Il dilemma dell’embrione

In un lungo reportage su Mother JonesSouls On Ice», luglio-agosto 2006), Liza Mundy espone i dilemmi delle persone chiamate a decidere cosa fare dei propri embrioni congelati, avanzati al termine delle procedure di procreazione assistita: impiantarli per avere altri figli, donarli alla scienza o ad altre coppie, lasciarli nel congelatore o scongelarli per lasciarli estinguere.
Un ricercatore, Robert Nachtigall della University of California - San Francisco, ha dedicato uno studio ai problemi psicologici e morali che si affrontano in casi come questi, e la Mundy ne espone alcuni dei risultati:

“Until recently, I don’t know if any of us were aware of the scope of the embryo dilemma,” Nachtigall told colleagues at the 2005 annual meeting held by the American Society for Reproductive Medicine (asrm), the trade group for fertility doctors. Struck by these unprompted revelations, he and fellow researchers decided to do a new study, this one looking explicitly at the way patients think about their unused, iced-down embryos. The study was published in 2005 in the journal Fertility and Sterility. Strikingly, Nachtigall found that even in one of the bluest regions of the country, which is to say, among people living in and around San Francisco, few were able to view a three-day-old laboratory embryo with anything like detachment. “Parents variously conceptualized frozen embryos as biological tissue, living entities, ‘virtual’ children having interests that must be considered and protected, siblings of their living children, genetic or psychological ‘insurance policies,’ and symbolic reminders of their past infertility,” his report noted. Many seemed afflicted by a kind of Chinatown syndrome, thinking of them simultaneously as: Children! Tissue! Children! Tissue! …

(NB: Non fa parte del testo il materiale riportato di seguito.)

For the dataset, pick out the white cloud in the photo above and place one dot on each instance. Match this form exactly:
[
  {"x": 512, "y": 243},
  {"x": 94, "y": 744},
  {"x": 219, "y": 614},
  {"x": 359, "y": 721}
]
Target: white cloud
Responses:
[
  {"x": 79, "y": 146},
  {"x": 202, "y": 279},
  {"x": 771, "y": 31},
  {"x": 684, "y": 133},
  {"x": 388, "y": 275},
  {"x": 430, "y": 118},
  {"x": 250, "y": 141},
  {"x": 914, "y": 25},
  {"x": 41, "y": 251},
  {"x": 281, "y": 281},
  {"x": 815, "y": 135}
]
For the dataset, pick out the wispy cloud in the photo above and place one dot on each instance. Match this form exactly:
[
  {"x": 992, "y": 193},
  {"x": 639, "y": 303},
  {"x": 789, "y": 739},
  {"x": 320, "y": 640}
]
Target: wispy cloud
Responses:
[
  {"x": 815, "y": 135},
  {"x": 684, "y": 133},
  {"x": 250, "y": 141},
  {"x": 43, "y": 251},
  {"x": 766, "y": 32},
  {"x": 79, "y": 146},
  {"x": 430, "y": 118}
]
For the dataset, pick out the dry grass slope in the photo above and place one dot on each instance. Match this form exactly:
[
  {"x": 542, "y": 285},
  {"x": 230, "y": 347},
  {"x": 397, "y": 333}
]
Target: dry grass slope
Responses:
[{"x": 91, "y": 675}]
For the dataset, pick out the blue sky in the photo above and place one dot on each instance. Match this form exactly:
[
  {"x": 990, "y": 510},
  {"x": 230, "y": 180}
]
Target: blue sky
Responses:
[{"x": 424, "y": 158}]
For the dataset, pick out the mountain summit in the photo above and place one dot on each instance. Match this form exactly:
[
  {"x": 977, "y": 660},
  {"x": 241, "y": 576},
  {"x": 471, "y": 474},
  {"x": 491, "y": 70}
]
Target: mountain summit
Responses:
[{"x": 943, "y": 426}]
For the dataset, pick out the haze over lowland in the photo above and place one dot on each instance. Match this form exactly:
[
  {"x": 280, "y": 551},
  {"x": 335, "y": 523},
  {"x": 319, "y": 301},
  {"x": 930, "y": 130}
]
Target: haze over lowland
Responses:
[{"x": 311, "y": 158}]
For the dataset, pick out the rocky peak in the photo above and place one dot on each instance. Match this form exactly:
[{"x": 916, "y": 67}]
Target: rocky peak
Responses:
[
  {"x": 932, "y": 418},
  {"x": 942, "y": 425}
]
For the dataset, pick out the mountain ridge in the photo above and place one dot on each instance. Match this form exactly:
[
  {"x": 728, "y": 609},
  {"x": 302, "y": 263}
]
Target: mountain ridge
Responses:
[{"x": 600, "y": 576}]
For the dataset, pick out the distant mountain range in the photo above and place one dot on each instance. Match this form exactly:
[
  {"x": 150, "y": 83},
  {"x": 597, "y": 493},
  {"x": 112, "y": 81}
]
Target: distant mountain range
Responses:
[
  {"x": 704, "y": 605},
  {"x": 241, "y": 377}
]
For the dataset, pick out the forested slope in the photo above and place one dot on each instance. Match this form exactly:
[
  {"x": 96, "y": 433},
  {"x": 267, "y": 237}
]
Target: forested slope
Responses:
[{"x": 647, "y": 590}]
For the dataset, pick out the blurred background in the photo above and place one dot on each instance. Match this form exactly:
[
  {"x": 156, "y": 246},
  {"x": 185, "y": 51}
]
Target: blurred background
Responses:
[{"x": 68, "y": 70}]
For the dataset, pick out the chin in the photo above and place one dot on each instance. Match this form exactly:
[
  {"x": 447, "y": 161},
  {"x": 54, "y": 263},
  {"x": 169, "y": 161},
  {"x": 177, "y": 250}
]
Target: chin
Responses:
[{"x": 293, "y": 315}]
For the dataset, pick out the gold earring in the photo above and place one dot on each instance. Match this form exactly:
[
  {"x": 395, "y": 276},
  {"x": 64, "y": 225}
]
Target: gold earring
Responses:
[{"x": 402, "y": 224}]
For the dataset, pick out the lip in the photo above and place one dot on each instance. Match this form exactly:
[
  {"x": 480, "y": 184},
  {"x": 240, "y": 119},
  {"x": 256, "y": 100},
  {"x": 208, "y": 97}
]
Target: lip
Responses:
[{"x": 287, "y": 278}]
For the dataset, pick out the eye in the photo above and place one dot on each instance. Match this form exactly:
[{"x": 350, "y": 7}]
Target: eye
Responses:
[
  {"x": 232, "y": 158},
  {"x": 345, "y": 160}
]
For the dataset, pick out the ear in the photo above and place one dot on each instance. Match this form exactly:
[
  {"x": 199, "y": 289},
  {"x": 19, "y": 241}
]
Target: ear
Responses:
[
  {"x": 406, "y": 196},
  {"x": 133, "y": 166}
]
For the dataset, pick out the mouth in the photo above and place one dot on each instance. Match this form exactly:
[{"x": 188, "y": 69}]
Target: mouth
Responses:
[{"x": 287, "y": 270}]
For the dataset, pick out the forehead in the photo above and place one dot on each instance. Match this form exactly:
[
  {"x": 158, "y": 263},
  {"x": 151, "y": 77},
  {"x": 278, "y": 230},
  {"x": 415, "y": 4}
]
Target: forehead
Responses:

Many were troubled, Nachtigall said, by the notion of donating embryos to research or to another couple, and thereby losing control over their fate and well-being; they seemed to feel a parental obligation to protect their embryos. “I couldn’t give my children to someone else to raise, and I couldn’t give these embryos to someone else to bear,” said one woman. Another woman described her embryos as a psychic insurance policy, providing “intangible solace” against the fundamental parental terror that an existing child might die. “What if [my daughter] got leukemia?” said yet another, who considered her frozen embryos a potential source of treatment. A patient put the same notion more bluntly: “You have the idea that in a warehouse somewhere there’s a replacement part should yours get lost, or there is something wrong with them.”
È evidente, in alcuni di questi casi, l’influsso – sia pure quasi sempre assai parziale – della propaganda fondamentalista a favore dello statuto personale dell’embrione; ma l’attaccamento al prodotto del concepimento, che così tanti provano, si spiega solo in parte con il martellamento incessante dei fanatici. Conta di più, credo, un sentimento quasi di possesso per qualcosa che, in fondo, ci appartiene più intimamente di ogni altra nostra proprietà; un sentimento simile a quello che molti provano per i propri figli – e che non parte dal presupposto che siano persone, anzi spesso confligge col loro essere persone. Per questo sentimento è giusto avere rispetto, anche quando non lo si condivide, e tenerne conto nel formulare le norme che regolano il campo della procreazione assistita.